CBO Teórico-Prática - Prova de Imagens da Oftalmologia — Prova 2018
Paciente de 32 anos refere dor e baixa acuidade visual após uso de certa medicação. Ao exame oftalmológico apresenta refração de -4,50 DE OD e -4,00 DE no OE (era emétrope), PIO de 32mmHg em ambos os olhos, e os seguintes achados: Qual provável medicação desencadeou o processo?
Sulfa/Topiramato → efusão ciliar → anteriorização do diafragma íris-cristalino → miopização + glaucoma.
O uso de derivados de sulfa (como topiramato) pode induzir efusão uveal e edema do corpo ciliar, resultando em miopização aguda por relaxamento da zônula e fechamento angular secundário.

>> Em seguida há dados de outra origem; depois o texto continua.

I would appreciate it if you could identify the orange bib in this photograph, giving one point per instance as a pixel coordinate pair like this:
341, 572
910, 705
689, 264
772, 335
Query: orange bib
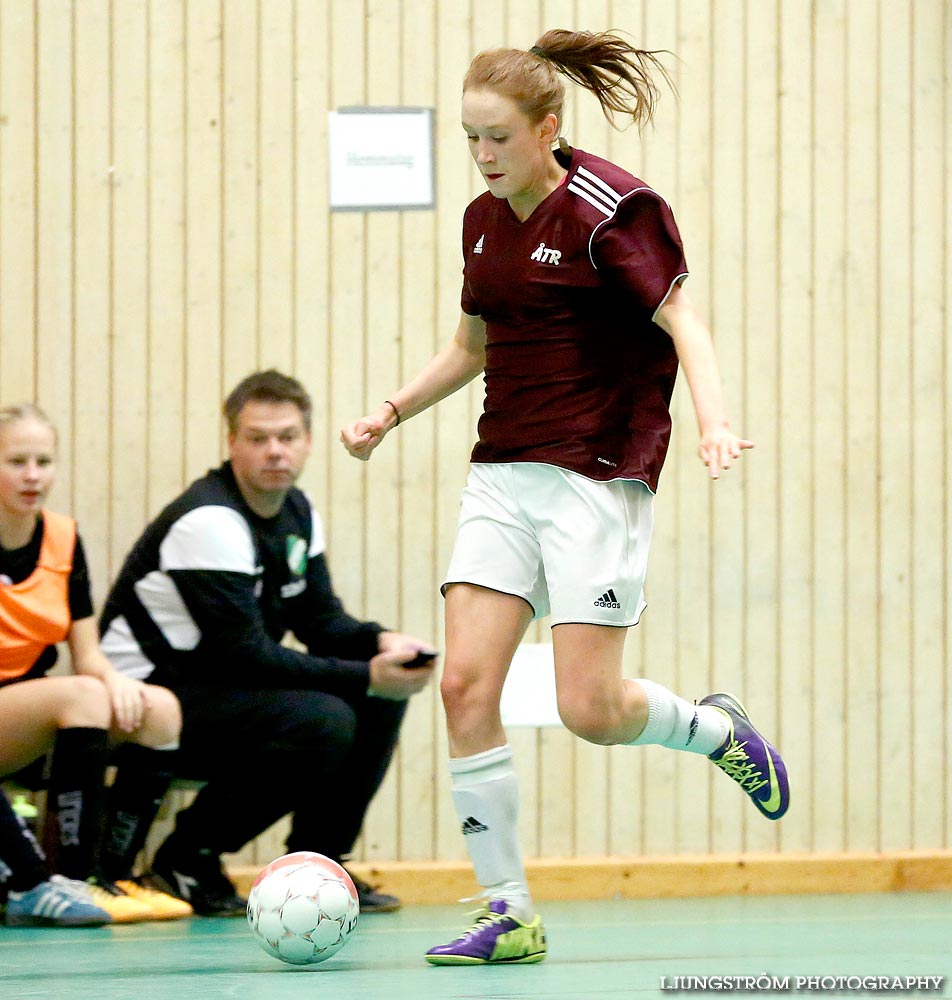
35, 613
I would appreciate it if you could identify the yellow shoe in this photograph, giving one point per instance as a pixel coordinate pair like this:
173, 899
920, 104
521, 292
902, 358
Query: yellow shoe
122, 908
162, 905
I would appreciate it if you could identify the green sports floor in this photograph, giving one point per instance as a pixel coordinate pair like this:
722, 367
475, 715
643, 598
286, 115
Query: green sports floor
624, 948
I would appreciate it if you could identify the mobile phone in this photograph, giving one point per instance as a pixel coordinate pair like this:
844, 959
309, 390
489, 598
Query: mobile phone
423, 658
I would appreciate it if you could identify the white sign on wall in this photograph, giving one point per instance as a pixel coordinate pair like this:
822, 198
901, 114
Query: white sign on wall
381, 159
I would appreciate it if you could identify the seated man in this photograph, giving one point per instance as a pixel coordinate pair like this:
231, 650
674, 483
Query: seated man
201, 605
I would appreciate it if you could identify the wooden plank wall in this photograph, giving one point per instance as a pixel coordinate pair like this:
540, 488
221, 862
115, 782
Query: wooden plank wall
164, 229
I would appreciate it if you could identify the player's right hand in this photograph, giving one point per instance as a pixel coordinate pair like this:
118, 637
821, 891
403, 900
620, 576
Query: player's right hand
390, 679
362, 436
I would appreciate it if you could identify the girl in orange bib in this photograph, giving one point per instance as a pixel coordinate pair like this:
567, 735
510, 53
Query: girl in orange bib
78, 719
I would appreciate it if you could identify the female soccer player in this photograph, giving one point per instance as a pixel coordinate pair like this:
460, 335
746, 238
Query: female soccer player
574, 310
44, 600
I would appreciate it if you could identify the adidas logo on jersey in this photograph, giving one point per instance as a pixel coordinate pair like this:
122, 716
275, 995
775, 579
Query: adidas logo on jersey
546, 254
608, 600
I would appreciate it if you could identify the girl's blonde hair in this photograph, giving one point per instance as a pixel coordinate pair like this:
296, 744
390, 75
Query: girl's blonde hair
24, 411
621, 77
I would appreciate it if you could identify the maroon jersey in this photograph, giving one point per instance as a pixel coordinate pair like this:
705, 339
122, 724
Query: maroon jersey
577, 373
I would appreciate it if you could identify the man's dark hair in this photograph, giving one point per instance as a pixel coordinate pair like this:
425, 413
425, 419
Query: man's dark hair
269, 386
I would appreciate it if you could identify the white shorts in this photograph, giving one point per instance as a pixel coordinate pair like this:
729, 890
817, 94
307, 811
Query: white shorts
571, 547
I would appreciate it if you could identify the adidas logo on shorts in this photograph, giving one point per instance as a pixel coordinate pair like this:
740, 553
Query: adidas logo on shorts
608, 600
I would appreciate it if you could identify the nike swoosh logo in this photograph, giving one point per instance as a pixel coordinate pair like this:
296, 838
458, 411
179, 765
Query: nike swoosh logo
773, 803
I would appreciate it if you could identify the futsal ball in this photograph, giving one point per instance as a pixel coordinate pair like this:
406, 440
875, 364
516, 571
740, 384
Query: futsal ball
302, 908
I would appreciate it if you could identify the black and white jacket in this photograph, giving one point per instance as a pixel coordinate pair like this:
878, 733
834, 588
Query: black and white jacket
210, 589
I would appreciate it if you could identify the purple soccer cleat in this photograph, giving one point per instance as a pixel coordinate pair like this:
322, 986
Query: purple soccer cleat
747, 758
496, 938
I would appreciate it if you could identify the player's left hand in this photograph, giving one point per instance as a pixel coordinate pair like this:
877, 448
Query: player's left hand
128, 698
719, 449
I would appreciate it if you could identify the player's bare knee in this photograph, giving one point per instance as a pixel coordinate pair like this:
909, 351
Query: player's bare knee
589, 723
163, 717
84, 702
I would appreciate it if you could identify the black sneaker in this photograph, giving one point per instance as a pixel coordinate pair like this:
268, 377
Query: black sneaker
372, 901
198, 879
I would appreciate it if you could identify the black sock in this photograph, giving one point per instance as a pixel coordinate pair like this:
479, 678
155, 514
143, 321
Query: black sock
142, 779
20, 852
76, 798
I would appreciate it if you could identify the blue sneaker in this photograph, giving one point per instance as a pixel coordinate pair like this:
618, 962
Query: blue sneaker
51, 904
747, 758
496, 938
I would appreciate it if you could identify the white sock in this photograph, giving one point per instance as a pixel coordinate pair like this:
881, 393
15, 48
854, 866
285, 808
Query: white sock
486, 795
679, 725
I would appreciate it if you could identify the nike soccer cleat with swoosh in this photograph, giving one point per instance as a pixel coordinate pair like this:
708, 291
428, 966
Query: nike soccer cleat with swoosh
747, 758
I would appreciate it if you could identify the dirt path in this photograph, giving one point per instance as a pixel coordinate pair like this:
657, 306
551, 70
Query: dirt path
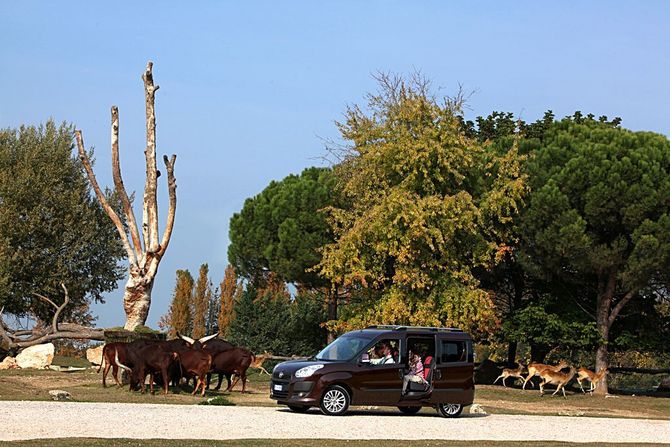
31, 420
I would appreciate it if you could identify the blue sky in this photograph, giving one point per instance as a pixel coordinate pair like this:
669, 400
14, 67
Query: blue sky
250, 89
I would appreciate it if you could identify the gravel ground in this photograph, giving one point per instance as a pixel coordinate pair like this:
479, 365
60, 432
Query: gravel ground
33, 420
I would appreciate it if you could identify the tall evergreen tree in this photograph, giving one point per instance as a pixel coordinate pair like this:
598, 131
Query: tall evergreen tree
599, 214
180, 319
201, 303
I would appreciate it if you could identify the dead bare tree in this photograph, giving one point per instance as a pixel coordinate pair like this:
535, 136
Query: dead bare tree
144, 254
43, 333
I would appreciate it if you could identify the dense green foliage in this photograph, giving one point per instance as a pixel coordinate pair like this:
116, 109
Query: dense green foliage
180, 316
52, 230
598, 214
281, 229
279, 325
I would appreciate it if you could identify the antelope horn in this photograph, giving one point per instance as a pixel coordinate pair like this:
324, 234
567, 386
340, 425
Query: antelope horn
204, 340
116, 359
185, 338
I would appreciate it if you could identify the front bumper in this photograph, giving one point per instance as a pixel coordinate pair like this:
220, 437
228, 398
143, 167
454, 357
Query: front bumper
298, 392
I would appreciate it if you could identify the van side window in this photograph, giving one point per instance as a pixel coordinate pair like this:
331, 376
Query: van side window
453, 351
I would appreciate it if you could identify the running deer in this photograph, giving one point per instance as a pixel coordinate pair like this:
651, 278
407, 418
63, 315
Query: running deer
259, 360
534, 369
512, 372
556, 378
594, 378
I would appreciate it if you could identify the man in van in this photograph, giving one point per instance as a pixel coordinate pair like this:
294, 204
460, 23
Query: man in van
386, 355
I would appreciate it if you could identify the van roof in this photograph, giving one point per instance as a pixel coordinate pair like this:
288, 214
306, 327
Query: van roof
415, 328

O glaucoma secundário de ângulo fechado induzido por drogas sistêmicas é uma emergência oftalmológica que exige anamnese farmacológica detalhada. O topiramato, uma sulfa-derivada usada para enxaqueca e epilepsia, é o agente mais comum. A fisiopatologia envolve uma reação idiossincrática que gera efusão no espaço supraciliar. Clinicamente, o paciente evolui com dor ocular, visão turva e uma miopia súbita (frequentemente > 3-4 dioptrias). Ao exame, a câmara anterior está rasa de forma uniforme. O reconhecimento precoce evita intervenções desnecessárias como a iridotomia periférica e previne danos permanentes ao nervo óptico.
O mecanismo principal é o edema do corpo ciliar (efusão ciliar). Esse edema causa o relaxamento das fibras zonulares, permitindo que o cristalino aumente sua espessura e se desloque anteriormente. Além disso, o deslocamento anterior de todo o diafragma íris-cristalino reduz a profundidade da câmara anterior, levando ao fechamento do ângulo iridocorneano e consequente aumento da pressão intraocular (PIO).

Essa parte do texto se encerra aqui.